Reggae music legend Jimmy Cliff turned 64 on the first of April this year. In 2010, he was inducted into the Rock and Roll Hall Of Fame, making him only the second reggae artist to ever achieve such status (the other, of course, is Bob Marley). In 1972, the singer starred in The Harder They Come, a movie that introduced him to the American mainstream as his Ivanhoe “Ivan” Martin proved to be a mesmerizing character for audiences everywhere. The film not only received critical praise, but its soundtrack also essentially single-handedly brought Jamaican music to the United States of America.
Jimmy Cliff, in other words, didn’t ever need to make another record again to solidify his legacy and importance in the reggae music world. But he did. And that album, Rebirth, reminds music listeners everywhere that the reggae world would be forced to endure a hole the size of Kingston had the singer decided to give up making music for good. The record not only reclaims his position at the top of the Jamaican music mountain, but it also assures us that the man born James Chambers is far from finished when it comes to recording and performing.
Produced by Rancid’s Tim Armstrong, Rebirth is every bit its title. From the excellent ska-oriented album opener “World Upside Down”, to the final proper song of the bunch, “Ship Is Sailing”, Cliff sounds as invigorated as ever. He’s always had a delicate approach to the reggae croon, anyway, but here, his voice is weathered, proving that it has aged perfectly—fit for a type of tone that pulls at your heartstrings—vulnerable and poignant, yet confident and promising. It’s a living, breathing reminder of why reggae music can be so affecting. His words are so hopeful, yet that voice can sound so hopeless.
The only thing separating Rebirth from perfection is when Cliff decides to veer away from the sun and sand and venture back into the grungy clubs of rock and roll he’s been known to hang in every now and then. “Outsider”, for instance, is admittedly a lot of fun with its immense gospel influence and obligatory backup female vocals, but compared with the rest of its counterparts, one has to be a tad disappointed that he didn’t opt for another soulful reggae jam over a jam that’s merely just soulful. “Guns of Brixton” incorporates an unnecessary acoustic guitar that is certainly forgivable, but until the rest of the track kicks in at the 45-second mark, it wouldn’t be unnatural to feel a little bit of skepticism about where the song may end up.
But such reservation is actually one of the things that makes Rebirth so damn good. With Cliff having nothing left to accomplish and making the move to enlist a sidekick that spends his summers canoodling on Warped Tours with bands like Good Charlotte, it wouldn’t have been unfair to express doubt about how this album might have turned out. Luckily, those feelings are dispelled quicker than one could utter the words “Ruby” and “Soho” as the Armstrong/Cliff combination proves its value in gold even before the first lines are uttered. The Rancid leader’s influence is prominent, yet never overbearing, such as on the upbeat “Reggae Music”, which is musically more pop-oriented than anything else here. The track’s spoken-word storytelling is a treat, too, as one has to wonder if it was Armstrong’s idea for Cliff to present his story in such a way. “Children’s Bread” is another song that plays to the punk-rocker’s strengths, as his knack for quick grooves turns what could have been a ballad into a dance-able, pop-ska party.

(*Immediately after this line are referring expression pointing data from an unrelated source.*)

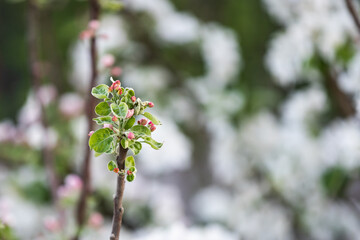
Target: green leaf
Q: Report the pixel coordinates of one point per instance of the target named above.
(112, 165)
(102, 109)
(103, 120)
(101, 140)
(129, 162)
(130, 123)
(97, 154)
(124, 143)
(152, 118)
(154, 144)
(131, 177)
(140, 130)
(120, 110)
(100, 92)
(130, 92)
(136, 147)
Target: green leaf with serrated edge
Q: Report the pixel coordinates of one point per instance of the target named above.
(152, 118)
(97, 154)
(101, 140)
(112, 165)
(120, 110)
(101, 91)
(129, 162)
(129, 123)
(131, 177)
(140, 130)
(102, 109)
(130, 91)
(136, 147)
(124, 143)
(103, 120)
(154, 144)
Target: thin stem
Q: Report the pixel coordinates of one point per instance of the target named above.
(86, 174)
(32, 34)
(118, 208)
(350, 6)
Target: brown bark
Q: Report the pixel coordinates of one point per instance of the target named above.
(86, 174)
(118, 208)
(354, 14)
(34, 63)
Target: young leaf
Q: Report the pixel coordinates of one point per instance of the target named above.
(129, 162)
(136, 147)
(140, 130)
(152, 118)
(101, 140)
(124, 143)
(103, 120)
(120, 110)
(103, 109)
(131, 177)
(154, 144)
(100, 92)
(111, 165)
(129, 123)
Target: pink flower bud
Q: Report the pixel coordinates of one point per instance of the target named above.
(143, 122)
(94, 25)
(130, 113)
(96, 220)
(106, 125)
(116, 71)
(108, 60)
(131, 135)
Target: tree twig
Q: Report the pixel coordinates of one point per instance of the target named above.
(32, 34)
(118, 208)
(86, 174)
(354, 14)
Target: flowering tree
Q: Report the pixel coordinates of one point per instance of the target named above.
(119, 134)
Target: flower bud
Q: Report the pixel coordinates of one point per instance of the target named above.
(131, 135)
(106, 125)
(143, 121)
(116, 71)
(130, 113)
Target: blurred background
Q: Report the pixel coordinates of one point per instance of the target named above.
(259, 105)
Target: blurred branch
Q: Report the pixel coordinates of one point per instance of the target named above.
(86, 174)
(34, 62)
(350, 6)
(118, 208)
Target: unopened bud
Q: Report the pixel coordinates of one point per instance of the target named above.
(131, 135)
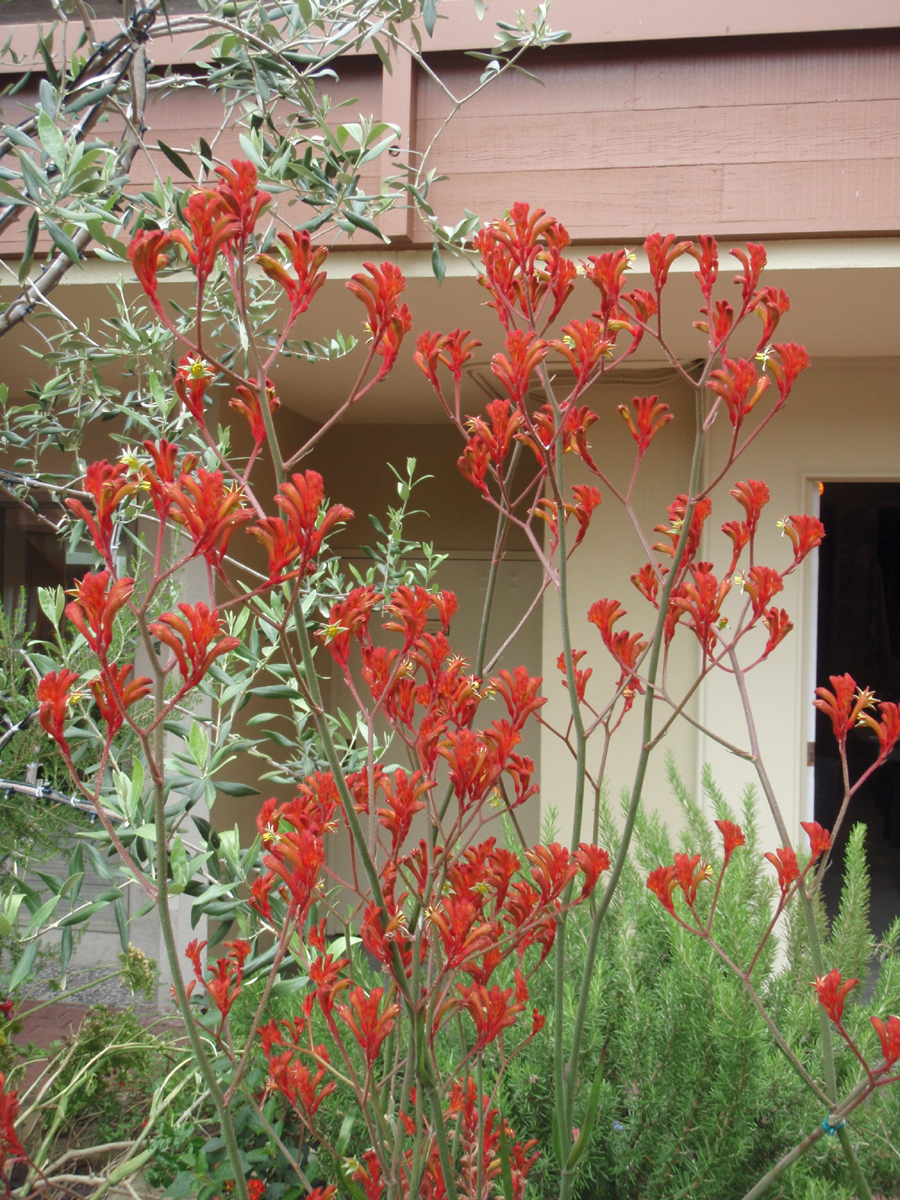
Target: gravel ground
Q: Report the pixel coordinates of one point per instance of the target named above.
(112, 993)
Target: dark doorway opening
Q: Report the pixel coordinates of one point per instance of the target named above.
(859, 634)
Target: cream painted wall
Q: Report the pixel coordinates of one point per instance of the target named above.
(840, 424)
(601, 568)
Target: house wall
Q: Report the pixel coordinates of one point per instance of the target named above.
(775, 136)
(840, 424)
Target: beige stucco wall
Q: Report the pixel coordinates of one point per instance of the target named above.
(840, 424)
(601, 568)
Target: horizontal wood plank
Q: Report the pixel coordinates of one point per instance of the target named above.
(675, 137)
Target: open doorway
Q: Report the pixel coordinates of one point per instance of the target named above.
(859, 633)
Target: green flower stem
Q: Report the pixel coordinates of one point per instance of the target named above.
(568, 1097)
(184, 1003)
(318, 713)
(815, 947)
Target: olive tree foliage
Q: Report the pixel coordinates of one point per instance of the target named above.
(66, 177)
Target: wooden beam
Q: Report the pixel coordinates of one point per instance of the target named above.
(399, 108)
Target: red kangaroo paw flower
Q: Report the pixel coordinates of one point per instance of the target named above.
(325, 973)
(661, 252)
(147, 256)
(820, 840)
(701, 600)
(491, 1012)
(732, 837)
(552, 869)
(348, 618)
(209, 511)
(390, 341)
(779, 625)
(707, 257)
(607, 274)
(10, 1144)
(805, 534)
(240, 196)
(411, 609)
(845, 706)
(522, 262)
(300, 502)
(303, 1087)
(246, 402)
(663, 882)
(108, 486)
(761, 583)
(307, 279)
(456, 352)
(367, 1025)
(789, 359)
(427, 355)
(832, 993)
(754, 263)
(225, 982)
(739, 534)
(112, 694)
(95, 606)
(379, 294)
(520, 694)
(403, 798)
(649, 419)
(647, 583)
(889, 1037)
(739, 387)
(773, 304)
(643, 303)
(690, 873)
(585, 346)
(887, 729)
(753, 496)
(581, 676)
(162, 475)
(280, 545)
(723, 318)
(677, 510)
(213, 225)
(54, 694)
(785, 863)
(191, 639)
(526, 353)
(192, 379)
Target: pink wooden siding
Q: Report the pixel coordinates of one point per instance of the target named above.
(735, 139)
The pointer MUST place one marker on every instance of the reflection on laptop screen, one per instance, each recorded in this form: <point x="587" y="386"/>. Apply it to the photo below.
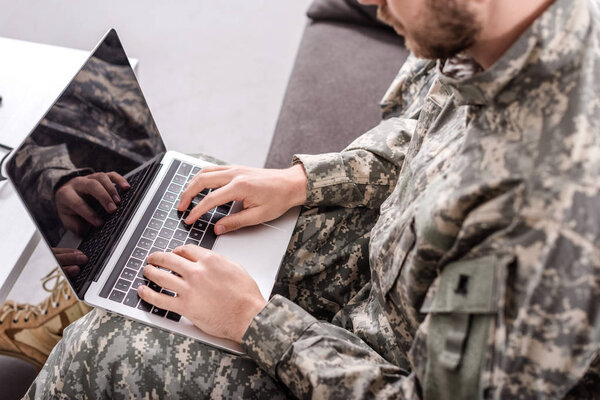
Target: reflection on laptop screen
<point x="97" y="135"/>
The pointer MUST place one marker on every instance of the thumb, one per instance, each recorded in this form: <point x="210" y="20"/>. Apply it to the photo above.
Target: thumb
<point x="233" y="222"/>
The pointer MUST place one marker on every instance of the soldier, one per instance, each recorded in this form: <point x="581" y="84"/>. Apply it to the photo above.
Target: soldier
<point x="453" y="251"/>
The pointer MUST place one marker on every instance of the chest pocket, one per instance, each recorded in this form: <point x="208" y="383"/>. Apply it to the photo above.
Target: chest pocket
<point x="461" y="310"/>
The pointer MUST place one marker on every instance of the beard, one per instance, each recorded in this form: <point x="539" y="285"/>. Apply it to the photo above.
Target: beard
<point x="444" y="29"/>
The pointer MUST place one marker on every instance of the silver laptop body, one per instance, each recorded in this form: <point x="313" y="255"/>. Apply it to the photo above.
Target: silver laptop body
<point x="101" y="123"/>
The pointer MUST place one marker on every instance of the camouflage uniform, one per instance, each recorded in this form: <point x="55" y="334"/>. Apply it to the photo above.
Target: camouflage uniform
<point x="484" y="262"/>
<point x="99" y="122"/>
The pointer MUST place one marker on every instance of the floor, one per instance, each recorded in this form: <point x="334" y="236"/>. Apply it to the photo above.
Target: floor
<point x="209" y="70"/>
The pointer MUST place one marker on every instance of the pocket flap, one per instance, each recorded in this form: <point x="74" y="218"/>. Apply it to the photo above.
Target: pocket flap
<point x="468" y="286"/>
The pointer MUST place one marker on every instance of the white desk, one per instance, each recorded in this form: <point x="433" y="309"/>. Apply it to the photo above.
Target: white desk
<point x="31" y="77"/>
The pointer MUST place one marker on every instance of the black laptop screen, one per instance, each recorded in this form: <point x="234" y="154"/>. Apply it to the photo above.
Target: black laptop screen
<point x="71" y="170"/>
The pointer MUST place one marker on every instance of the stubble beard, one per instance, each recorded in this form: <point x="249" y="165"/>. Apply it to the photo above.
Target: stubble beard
<point x="444" y="30"/>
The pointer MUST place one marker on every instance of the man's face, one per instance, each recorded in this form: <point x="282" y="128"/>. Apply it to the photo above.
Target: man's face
<point x="431" y="28"/>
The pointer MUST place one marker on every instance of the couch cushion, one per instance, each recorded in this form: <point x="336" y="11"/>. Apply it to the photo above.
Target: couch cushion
<point x="341" y="73"/>
<point x="348" y="11"/>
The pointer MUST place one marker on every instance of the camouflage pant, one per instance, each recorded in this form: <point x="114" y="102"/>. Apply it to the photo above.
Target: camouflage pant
<point x="104" y="355"/>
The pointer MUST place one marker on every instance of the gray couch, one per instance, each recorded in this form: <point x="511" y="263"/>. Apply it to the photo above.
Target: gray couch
<point x="344" y="65"/>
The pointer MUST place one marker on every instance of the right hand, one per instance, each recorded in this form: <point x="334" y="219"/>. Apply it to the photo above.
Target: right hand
<point x="266" y="194"/>
<point x="74" y="211"/>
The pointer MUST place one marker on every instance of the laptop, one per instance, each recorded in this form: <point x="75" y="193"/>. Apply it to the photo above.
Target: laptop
<point x="101" y="126"/>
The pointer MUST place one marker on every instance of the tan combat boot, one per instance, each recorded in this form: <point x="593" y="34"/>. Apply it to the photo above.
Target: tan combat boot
<point x="30" y="332"/>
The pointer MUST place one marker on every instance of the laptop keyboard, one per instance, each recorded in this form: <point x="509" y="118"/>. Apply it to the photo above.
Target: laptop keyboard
<point x="165" y="231"/>
<point x="96" y="240"/>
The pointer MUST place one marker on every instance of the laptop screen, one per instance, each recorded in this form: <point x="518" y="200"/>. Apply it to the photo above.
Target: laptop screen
<point x="73" y="171"/>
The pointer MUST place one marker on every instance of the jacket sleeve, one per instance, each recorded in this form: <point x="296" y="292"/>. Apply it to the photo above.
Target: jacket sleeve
<point x="319" y="360"/>
<point x="363" y="174"/>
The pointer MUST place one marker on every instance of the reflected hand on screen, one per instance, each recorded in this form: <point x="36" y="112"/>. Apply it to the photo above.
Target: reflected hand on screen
<point x="70" y="260"/>
<point x="75" y="212"/>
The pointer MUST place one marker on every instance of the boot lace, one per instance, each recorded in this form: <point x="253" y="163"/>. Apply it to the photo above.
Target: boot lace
<point x="60" y="289"/>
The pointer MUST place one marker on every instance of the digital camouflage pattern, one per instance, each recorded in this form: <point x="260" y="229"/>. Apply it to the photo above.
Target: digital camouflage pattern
<point x="483" y="273"/>
<point x="486" y="257"/>
<point x="100" y="123"/>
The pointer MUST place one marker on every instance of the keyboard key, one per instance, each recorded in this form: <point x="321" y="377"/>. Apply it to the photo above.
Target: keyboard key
<point x="122" y="285"/>
<point x="161" y="243"/>
<point x="209" y="238"/>
<point x="117" y="296"/>
<point x="166" y="233"/>
<point x="206" y="217"/>
<point x="160" y="215"/>
<point x="155" y="250"/>
<point x="180" y="180"/>
<point x="128" y="274"/>
<point x="170" y="197"/>
<point x="145" y="243"/>
<point x="173" y="316"/>
<point x="184" y="169"/>
<point x="175" y="188"/>
<point x="175" y="243"/>
<point x="216" y="217"/>
<point x="180" y="235"/>
<point x="139" y="282"/>
<point x="200" y="225"/>
<point x="159" y="311"/>
<point x="134" y="264"/>
<point x="165" y="205"/>
<point x="224" y="209"/>
<point x="144" y="306"/>
<point x="184" y="226"/>
<point x="171" y="223"/>
<point x="155" y="224"/>
<point x="196" y="234"/>
<point x="132" y="299"/>
<point x="150" y="233"/>
<point x="175" y="214"/>
<point x="140" y="253"/>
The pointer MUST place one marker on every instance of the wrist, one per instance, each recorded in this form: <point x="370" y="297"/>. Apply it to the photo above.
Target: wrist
<point x="252" y="310"/>
<point x="298" y="183"/>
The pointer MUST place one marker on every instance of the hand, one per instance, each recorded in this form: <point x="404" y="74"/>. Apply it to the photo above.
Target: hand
<point x="74" y="211"/>
<point x="70" y="260"/>
<point x="266" y="194"/>
<point x="217" y="295"/>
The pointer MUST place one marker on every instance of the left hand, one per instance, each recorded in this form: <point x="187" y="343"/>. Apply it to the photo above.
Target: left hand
<point x="217" y="295"/>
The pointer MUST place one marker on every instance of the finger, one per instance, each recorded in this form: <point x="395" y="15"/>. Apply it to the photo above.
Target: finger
<point x="97" y="190"/>
<point x="210" y="201"/>
<point x="163" y="278"/>
<point x="247" y="217"/>
<point x="119" y="180"/>
<point x="159" y="300"/>
<point x="80" y="207"/>
<point x="191" y="252"/>
<point x="108" y="185"/>
<point x="71" y="258"/>
<point x="171" y="261"/>
<point x="200" y="182"/>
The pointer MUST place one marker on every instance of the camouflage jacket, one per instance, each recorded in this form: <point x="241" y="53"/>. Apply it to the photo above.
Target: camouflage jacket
<point x="485" y="259"/>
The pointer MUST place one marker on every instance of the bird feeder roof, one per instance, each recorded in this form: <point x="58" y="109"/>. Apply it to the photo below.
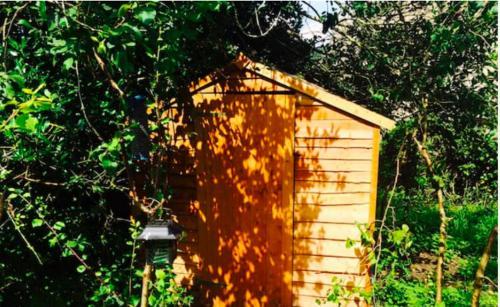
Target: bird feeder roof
<point x="160" y="231"/>
<point x="299" y="85"/>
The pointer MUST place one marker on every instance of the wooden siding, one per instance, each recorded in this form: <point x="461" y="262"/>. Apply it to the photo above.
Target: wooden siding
<point x="269" y="185"/>
<point x="334" y="163"/>
<point x="245" y="191"/>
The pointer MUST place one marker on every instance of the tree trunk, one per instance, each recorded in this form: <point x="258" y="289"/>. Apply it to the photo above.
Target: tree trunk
<point x="146" y="277"/>
<point x="442" y="246"/>
<point x="442" y="218"/>
<point x="478" y="282"/>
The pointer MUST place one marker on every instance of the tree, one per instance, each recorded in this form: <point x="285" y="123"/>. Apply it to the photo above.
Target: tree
<point x="432" y="66"/>
<point x="67" y="175"/>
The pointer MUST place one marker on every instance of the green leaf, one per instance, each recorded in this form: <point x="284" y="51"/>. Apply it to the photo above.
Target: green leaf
<point x="124" y="8"/>
<point x="160" y="274"/>
<point x="59" y="225"/>
<point x="72" y="244"/>
<point x="68" y="63"/>
<point x="36" y="223"/>
<point x="146" y="15"/>
<point x="27" y="91"/>
<point x="81" y="268"/>
<point x="42" y="9"/>
<point x="23" y="22"/>
<point x="26" y="122"/>
<point x="108" y="164"/>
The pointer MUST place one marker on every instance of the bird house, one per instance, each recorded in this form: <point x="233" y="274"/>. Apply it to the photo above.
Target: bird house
<point x="273" y="176"/>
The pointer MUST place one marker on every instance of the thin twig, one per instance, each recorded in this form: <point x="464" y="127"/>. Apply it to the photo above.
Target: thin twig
<point x="82" y="106"/>
<point x="112" y="82"/>
<point x="262" y="34"/>
<point x="28" y="244"/>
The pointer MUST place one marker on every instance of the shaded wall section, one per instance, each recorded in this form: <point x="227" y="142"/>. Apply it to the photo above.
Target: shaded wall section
<point x="335" y="172"/>
<point x="269" y="185"/>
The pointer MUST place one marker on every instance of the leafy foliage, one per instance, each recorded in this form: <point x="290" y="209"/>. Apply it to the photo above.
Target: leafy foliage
<point x="69" y="71"/>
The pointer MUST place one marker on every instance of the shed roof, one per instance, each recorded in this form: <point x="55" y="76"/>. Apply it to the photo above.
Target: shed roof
<point x="300" y="85"/>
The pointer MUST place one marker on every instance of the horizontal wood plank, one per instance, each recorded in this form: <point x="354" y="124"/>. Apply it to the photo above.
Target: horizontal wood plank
<point x="332" y="165"/>
<point x="332" y="214"/>
<point x="328" y="264"/>
<point x="316" y="277"/>
<point x="319" y="112"/>
<point x="314" y="230"/>
<point x="333" y="129"/>
<point x="332" y="199"/>
<point x="331" y="187"/>
<point x="308" y="301"/>
<point x="353" y="177"/>
<point x="334" y="153"/>
<point x="320" y="247"/>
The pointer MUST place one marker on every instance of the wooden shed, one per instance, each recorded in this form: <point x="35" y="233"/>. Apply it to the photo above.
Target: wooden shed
<point x="272" y="176"/>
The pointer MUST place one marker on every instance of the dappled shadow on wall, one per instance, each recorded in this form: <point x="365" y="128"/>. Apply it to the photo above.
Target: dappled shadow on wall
<point x="231" y="181"/>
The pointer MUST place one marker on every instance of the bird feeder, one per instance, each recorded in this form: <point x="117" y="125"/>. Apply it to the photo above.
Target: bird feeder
<point x="161" y="238"/>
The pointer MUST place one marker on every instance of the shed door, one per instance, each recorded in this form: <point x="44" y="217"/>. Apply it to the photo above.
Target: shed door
<point x="245" y="190"/>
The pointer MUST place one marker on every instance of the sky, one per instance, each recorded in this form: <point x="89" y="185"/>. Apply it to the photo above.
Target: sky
<point x="312" y="27"/>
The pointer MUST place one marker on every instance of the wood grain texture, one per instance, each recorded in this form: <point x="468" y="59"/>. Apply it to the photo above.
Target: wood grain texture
<point x="333" y="165"/>
<point x="332" y="231"/>
<point x="328" y="264"/>
<point x="245" y="184"/>
<point x="333" y="129"/>
<point x="315" y="142"/>
<point x="325" y="278"/>
<point x="352" y="214"/>
<point x="334" y="153"/>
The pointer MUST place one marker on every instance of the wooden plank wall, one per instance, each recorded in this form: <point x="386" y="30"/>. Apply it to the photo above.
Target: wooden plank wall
<point x="335" y="171"/>
<point x="334" y="190"/>
<point x="181" y="181"/>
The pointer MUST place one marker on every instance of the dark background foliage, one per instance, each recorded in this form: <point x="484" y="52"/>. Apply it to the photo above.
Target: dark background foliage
<point x="69" y="68"/>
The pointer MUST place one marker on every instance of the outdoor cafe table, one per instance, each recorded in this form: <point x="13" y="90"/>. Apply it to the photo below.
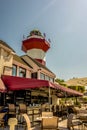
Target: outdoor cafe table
<point x="83" y="117"/>
<point x="39" y="119"/>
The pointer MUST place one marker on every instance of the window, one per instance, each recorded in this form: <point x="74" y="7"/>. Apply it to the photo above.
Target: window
<point x="22" y="72"/>
<point x="14" y="70"/>
<point x="52" y="79"/>
<point x="47" y="77"/>
<point x="42" y="76"/>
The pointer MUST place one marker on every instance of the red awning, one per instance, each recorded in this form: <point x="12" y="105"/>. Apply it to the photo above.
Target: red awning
<point x="20" y="83"/>
<point x="2" y="86"/>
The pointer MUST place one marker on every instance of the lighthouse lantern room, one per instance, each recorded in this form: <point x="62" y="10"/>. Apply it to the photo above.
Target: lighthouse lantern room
<point x="36" y="46"/>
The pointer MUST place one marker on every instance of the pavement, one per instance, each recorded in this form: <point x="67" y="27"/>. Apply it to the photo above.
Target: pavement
<point x="62" y="124"/>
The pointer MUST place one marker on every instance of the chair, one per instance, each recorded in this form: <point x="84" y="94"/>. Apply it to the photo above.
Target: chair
<point x="28" y="123"/>
<point x="22" y="108"/>
<point x="12" y="122"/>
<point x="71" y="124"/>
<point x="47" y="114"/>
<point x="2" y="120"/>
<point x="12" y="110"/>
<point x="50" y="123"/>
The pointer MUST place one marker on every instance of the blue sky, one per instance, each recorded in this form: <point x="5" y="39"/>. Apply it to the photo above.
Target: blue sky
<point x="63" y="21"/>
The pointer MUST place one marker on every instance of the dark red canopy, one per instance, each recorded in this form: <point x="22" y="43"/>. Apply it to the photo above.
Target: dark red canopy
<point x="2" y="86"/>
<point x="20" y="83"/>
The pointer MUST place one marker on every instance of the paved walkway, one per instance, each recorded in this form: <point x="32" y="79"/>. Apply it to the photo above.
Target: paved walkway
<point x="62" y="126"/>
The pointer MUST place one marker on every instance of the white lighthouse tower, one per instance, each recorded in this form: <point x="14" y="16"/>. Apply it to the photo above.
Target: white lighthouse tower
<point x="36" y="46"/>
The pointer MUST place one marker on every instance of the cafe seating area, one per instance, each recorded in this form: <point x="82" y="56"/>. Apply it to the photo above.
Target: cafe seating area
<point x="34" y="118"/>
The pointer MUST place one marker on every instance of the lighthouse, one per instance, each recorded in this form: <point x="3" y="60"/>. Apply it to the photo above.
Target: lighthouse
<point x="36" y="46"/>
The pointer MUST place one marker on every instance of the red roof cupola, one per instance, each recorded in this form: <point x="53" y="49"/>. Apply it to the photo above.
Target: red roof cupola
<point x="36" y="46"/>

That said, Armstrong could have brought the music to Rancid’s “Radio” and Cliff would have still made it sound every bit as tender and sweet as only he could, and that proves to be what—over all else—makes Rebirth so striking. “Cry No More” and “Rebel Rebel” both slip into the roots reggae feel that is impossible to upstage, and when such is combined with the singer’s unforgettable voice, the outcome is always knee-weakening. While both songs slow the tempo down, each takes its own approach to that ageless traditional sound. “Cry No More” is delicate and heavy on the same type of organ that Marley’s famous cry-related classic showcased so memorably while “Rebel Rebel” has an edge that is sure to set off Saturday nights on every beach in the Caribbean with its powerful horns and call-and-response refrain of “higher” and “fire”.
It would be easy to think this might be the final great outing from such an important reggae music figure, but part of Rebirth‘s lore is that it sounds so fresh. For as unlikely as it once may have appeared, Jimmy Cliff couldn’t have asked for a better partner in crime than Tim Armstrong, and this album is proof of that. The rocker made the reggae superstar sound energized, and the reggae superstar gave the rocker a sense of roots. To simply call this record a rebirth would be too obvious. It certainly isn’t the first time Cliff has made timeless music, and if these 13 songs are any indication, this also won’t be the last time, either. These songs aren’t the sound of a man being reborn—they are the sound of a man finally getting back to living life to its fullest. And if this album is any indication of where he wants to take his musical existence, one can only hope that Jimmy Cliff’s life in the reggae music spotlight is far from over.